Writing a nonfiction book is a world away from writing a fiction book. As I travel this brand new terrain, I’m taking you along for the ride.
Don’t forget to read part one of this series, Research, if you missed it.
Today we’re talking about one of my favorite parts of writing a nonfiction book, planning it.
Don’t laugh, I’m not joking.
Planning a nonfiction novel is designing the skeletal system of the whole book. You’re figuring out what’s going to go where as you gather information and write content. It’s like the sketching a painter might do before beginning a painting.
When planning a nonfiction book, I find it’s best to start with your goal. When I’m working on an Off The Bone episode, I always remember my main goal is to provide the background you might not know about stories you probably love.
Knowing the goal of your project will guide you through the whole process. Is your goal to convey information? Do you want to inspire others to act? Are you sharing a personal story to convey comfort and comradery? It doesn’t matter what your goal is, so long as you have one. Otherwise, why are you writing a book at all?
I know this kind of sounds like a school essay. I think we all learned these sorts of essay writing styles. An informative essay, entertaining, persuasive. And yeah, it kind of is like that. It’s also super not like that, but we’ll talk more about that in a future post.
Once you have your goal, it’s time to make your outline. Now, the information going into your outline is going to vary wildly depending on what kind of nonfiction book you’re writing.
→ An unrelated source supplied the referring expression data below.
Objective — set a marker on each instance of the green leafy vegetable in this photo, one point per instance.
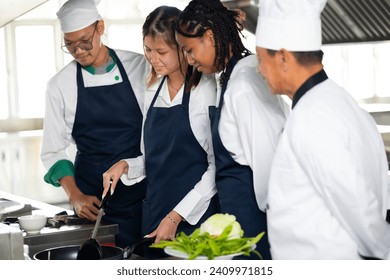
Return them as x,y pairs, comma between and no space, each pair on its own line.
202,243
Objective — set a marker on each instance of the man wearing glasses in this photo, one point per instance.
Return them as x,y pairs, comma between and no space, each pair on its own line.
95,102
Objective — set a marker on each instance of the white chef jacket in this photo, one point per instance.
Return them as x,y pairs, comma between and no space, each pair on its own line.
251,122
195,203
328,187
61,101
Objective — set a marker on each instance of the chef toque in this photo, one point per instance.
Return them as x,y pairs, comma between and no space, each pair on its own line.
294,25
75,15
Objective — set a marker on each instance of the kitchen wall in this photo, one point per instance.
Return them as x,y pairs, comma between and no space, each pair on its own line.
30,54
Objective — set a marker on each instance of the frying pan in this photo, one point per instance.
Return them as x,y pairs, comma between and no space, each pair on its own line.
70,252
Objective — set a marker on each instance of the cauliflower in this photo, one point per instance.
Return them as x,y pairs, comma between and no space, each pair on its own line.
215,225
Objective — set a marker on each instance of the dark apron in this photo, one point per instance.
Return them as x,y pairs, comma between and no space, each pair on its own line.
235,187
107,128
175,162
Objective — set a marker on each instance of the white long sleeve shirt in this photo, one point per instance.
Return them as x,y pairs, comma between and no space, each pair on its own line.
61,101
328,187
196,202
252,120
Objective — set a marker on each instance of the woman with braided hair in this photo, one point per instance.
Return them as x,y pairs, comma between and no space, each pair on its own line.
247,120
178,158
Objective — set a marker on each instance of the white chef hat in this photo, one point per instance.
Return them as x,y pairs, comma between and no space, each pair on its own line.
294,25
75,15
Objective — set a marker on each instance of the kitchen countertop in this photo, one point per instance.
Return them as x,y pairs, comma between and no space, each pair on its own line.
74,233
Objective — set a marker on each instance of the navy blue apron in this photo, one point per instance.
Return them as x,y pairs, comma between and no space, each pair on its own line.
107,128
235,187
174,162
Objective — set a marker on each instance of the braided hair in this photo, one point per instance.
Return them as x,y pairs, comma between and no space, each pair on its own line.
226,25
160,22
The project I’m working on right now relies a lot on personal essays. They tell a story. So, it was easy to use this as a large part of my outline. Through this, I add in interviews and helpful (hopefully) charts to support the points I’m making in the book.
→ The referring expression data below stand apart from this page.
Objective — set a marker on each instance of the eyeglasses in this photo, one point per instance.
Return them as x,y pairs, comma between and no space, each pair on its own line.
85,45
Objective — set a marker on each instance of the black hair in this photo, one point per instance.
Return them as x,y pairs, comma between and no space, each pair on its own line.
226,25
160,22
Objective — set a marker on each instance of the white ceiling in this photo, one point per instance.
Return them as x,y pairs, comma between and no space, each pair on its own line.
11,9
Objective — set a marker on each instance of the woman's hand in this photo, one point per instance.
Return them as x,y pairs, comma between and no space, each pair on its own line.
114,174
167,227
I made my outline on Notion. You can use any outline software or even pen and paper. But I’ve been loving Notion for my project organization. (If you want to see a post about how I use Notion in addition to my bullet journal, let me know in the comments below.)
The outline helps me out through the entire project. I can see easily how much work still needs to be done on the book. I can also see at a glance if the book is a little unbalanced. For instance, if I see that I have a lot of personal essays, I know I need to set up more interviews. If all of my interviews are personal ones, I know I need to hit up some professionals.
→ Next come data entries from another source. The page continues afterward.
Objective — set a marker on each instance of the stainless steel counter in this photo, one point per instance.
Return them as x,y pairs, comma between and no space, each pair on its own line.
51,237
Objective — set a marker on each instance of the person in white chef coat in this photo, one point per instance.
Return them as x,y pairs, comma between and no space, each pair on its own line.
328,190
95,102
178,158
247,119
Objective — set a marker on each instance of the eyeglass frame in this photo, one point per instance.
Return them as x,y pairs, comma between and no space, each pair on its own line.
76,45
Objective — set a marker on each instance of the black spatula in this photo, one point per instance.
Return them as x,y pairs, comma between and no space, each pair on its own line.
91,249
It’s also kind of inspiring to watch my outline fill out as I work. You all know I love visualizing progress.
I have just one more bit of advice for planning your nonfiction novel. It might be the most important bit of advice yet.
Leave room for what might surprise you.
You’re going to do a ton of work on a nonfiction novel. Like, I don’t think you realize how much work goes into this. And as you do this good work, you’re going to find things that surprise you. That might throw your entire plan totally off the rails. And I highly suggest you make space for that.
Or, as it’s hard to leave space for the unexpected, I’d encourage you to be flexible. You never know what you’re going to learn. And nothing is ever set in stone until it’s printed.